A lawsuit filed today says the 11 men on Nebraska's death row can't be executed because their death sentences were converted to life in prison when the death penalty was repealed in 2015.
The American Civil Liberties Union of Nebraska filed the complaint, seeking a court order barring any executions.
The ACLU says Gov. Pete Ricketts overstepped the Nebraska Constitution's separation of powers clause, because he funded and controlled a petition drive to overturn the repeal.
Voters overturned the Legislature's decision and restored the death penalty in November 2016.

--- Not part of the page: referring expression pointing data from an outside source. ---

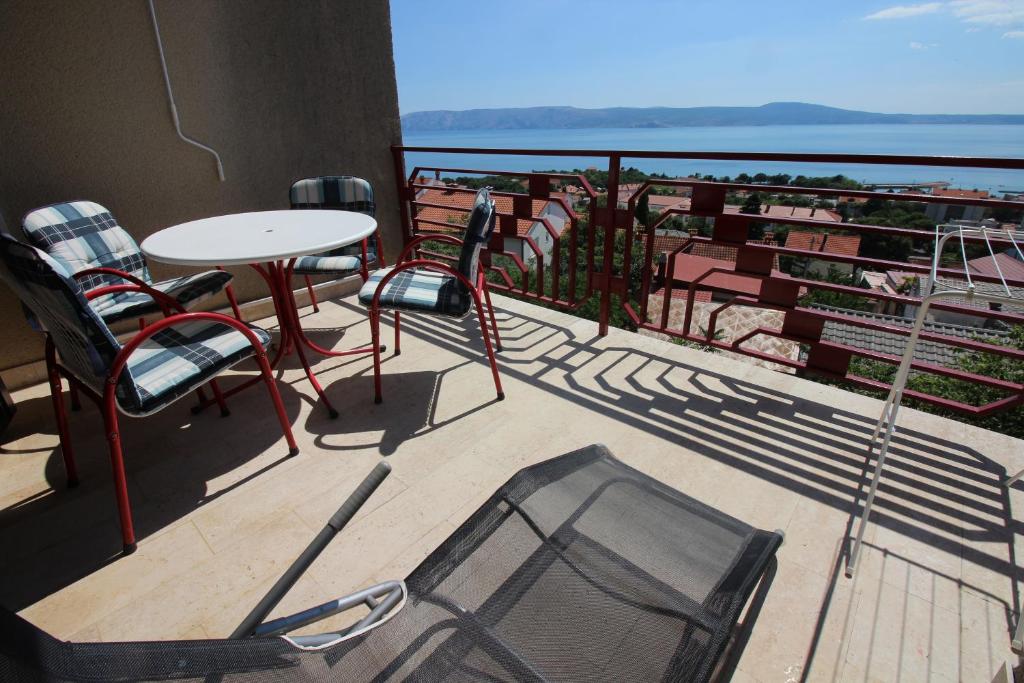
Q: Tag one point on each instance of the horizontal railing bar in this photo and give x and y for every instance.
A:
(815, 158)
(855, 260)
(834, 191)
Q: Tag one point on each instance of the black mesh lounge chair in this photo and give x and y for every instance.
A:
(578, 568)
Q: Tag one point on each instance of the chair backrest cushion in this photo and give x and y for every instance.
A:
(478, 229)
(345, 193)
(86, 345)
(85, 235)
(342, 193)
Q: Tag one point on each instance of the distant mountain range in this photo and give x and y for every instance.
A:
(773, 114)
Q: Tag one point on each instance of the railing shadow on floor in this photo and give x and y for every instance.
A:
(935, 492)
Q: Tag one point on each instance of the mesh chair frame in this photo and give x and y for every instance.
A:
(450, 620)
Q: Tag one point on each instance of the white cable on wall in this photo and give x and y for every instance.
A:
(170, 97)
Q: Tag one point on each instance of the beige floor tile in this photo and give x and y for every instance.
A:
(929, 600)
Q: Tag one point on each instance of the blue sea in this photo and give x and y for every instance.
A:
(956, 140)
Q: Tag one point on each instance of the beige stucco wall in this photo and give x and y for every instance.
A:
(282, 89)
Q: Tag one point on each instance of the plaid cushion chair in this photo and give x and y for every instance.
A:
(342, 193)
(87, 241)
(433, 287)
(161, 364)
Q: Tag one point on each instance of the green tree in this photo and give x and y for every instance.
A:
(752, 204)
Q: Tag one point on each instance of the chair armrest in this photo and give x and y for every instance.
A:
(121, 359)
(439, 237)
(166, 302)
(424, 263)
(110, 271)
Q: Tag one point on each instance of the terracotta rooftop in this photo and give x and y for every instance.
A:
(847, 245)
(1011, 267)
(961, 194)
(785, 211)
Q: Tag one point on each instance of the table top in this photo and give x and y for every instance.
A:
(257, 237)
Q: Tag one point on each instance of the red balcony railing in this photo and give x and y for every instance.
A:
(597, 254)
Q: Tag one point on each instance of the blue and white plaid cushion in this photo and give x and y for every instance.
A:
(344, 193)
(187, 290)
(84, 235)
(419, 290)
(177, 359)
(333, 191)
(334, 263)
(85, 343)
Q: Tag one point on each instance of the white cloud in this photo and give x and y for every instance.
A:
(989, 12)
(976, 13)
(903, 11)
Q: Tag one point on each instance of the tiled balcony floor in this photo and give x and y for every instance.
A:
(220, 511)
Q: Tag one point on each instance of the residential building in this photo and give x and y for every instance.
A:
(825, 243)
(941, 213)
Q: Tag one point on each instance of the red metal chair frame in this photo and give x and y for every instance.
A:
(108, 401)
(364, 270)
(478, 292)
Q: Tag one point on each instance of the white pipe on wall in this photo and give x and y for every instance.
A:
(170, 97)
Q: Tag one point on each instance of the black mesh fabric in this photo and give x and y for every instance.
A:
(578, 568)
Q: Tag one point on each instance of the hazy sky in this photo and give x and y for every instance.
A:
(960, 56)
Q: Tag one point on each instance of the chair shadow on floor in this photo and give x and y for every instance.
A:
(52, 538)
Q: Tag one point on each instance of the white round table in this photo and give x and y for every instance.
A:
(269, 242)
(257, 237)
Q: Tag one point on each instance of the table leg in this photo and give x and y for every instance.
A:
(301, 334)
(289, 319)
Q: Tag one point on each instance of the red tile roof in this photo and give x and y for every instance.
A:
(464, 201)
(962, 194)
(785, 211)
(682, 294)
(690, 267)
(1010, 266)
(847, 245)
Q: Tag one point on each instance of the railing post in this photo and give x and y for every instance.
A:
(401, 190)
(607, 258)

Jose Sandoval, the leader of a 2002 botched bank robbery in Norfolk that left five people dead, was expected to be the first death row inmate executed.
Prison officials informed him of the drugs that would be used in his lethal injection on November 9th.
The Nebraska Supreme Court hasn't issued an execution warrant, so no date has been set for Sandoval's execution.
But, by law, the director of corrections must provide notice to the condemned inmate at least 60 days before the Attorney General's request for an execution warrant.
In September 2002, Erick Vela, Jorge Galindo and Sandoval walked into the US Bank branch, in Norfolk, and within 40 seconds shot and killed four bank employees and a customer in a botched robbery.
A fourth man, Gabriel Rodriguez, the getaway driver, dropped them off and then left during the robbery.
In January of 2005, a three-judge panel convicted Sandoval on five counts of first-degree murder, and sentenced him to death.
This would be the first execution, in Nebraska, in 20-years.